Dans ce nouvel article, nous explorons une approche pour construire des projets robustes. Car la robustesse ne se décrète pas — elle se cultive. Elle repose sur une série de principes et de pratiques que nous allons explorer à travers quatre étapes proposées par Olivier Hamant.
- Créer des nouveaux récits pour mobiliser
- S’arrêter pour permettre la transformation
- Trier selon des critères robustes
- Se projeter sur le temps long pour transmettre
Cet article ne pourra qu’effleurer la profondeur de cette approche (des ressources complémentaires sont proposées en fin de texte), mais nous l’illustrerons concrètement avec un exemple inspirant : le projet Neoloco, présenté lors d’un café robuste organisé par le CRIE de Mouscron.
1. Créer de nouveaux récits pour mobiliser
Tout projet robuste commence par un changement de récit. Car pour mobiliser durablement, il ne suffit pas de proposer des solutions techniques : il faut raconter une autre histoire. Une histoire capable de faire évoluer notre regard sur le monde, nos mots, nos imaginaires — bref, notre cadre de pensée.

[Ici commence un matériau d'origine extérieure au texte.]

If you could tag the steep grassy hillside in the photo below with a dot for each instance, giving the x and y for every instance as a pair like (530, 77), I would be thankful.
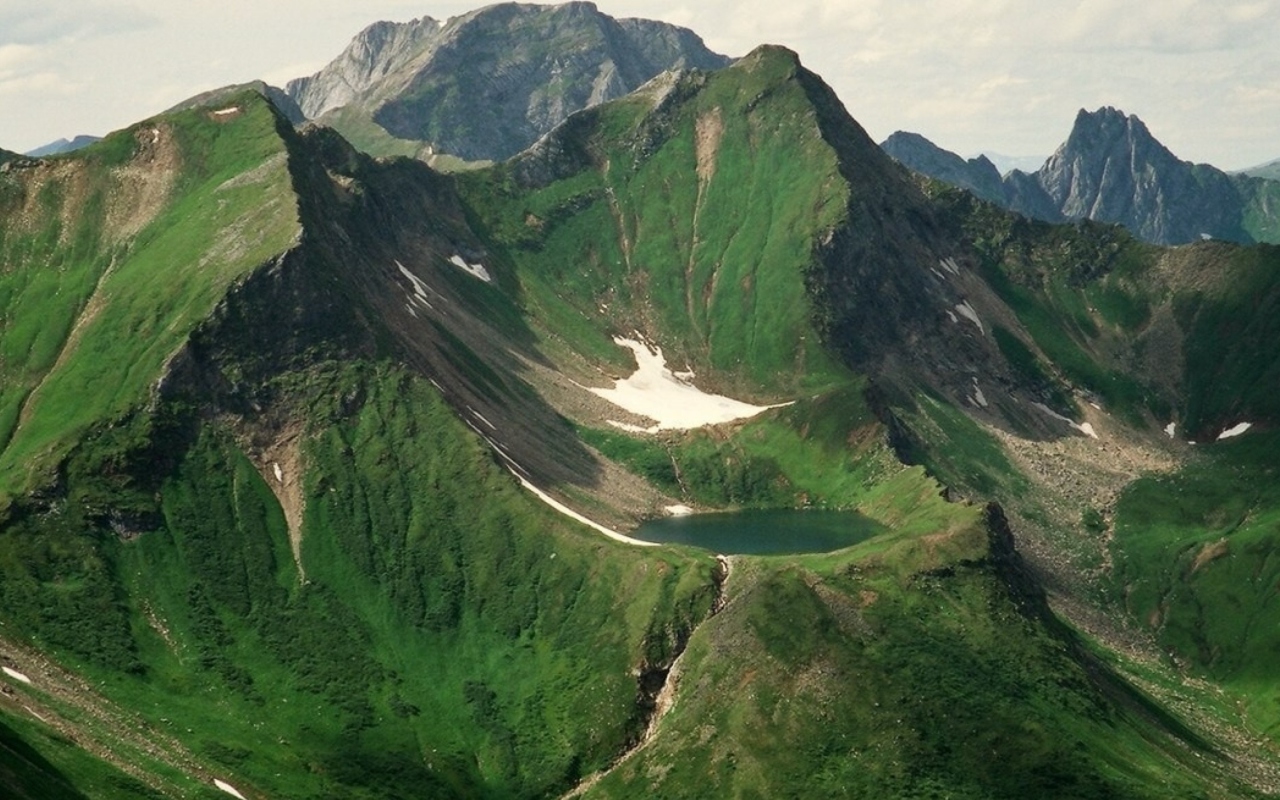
(632, 218)
(91, 252)
(904, 668)
(1193, 563)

Prenons l’agriculture. Dans notre langage courant, nous parlons de nuisibles, de mauvaises herbes, de bioagresseurs. Nous disons le désert avance, comme si ce phénomène était naturel. Mais c’est bien notre modèle agricole qui désertifie les sols. Ce vocabulaire guerrier façonne une vision du vivant comme ennemi à combattre — une vision simpliste, linéaire, conflictuelle.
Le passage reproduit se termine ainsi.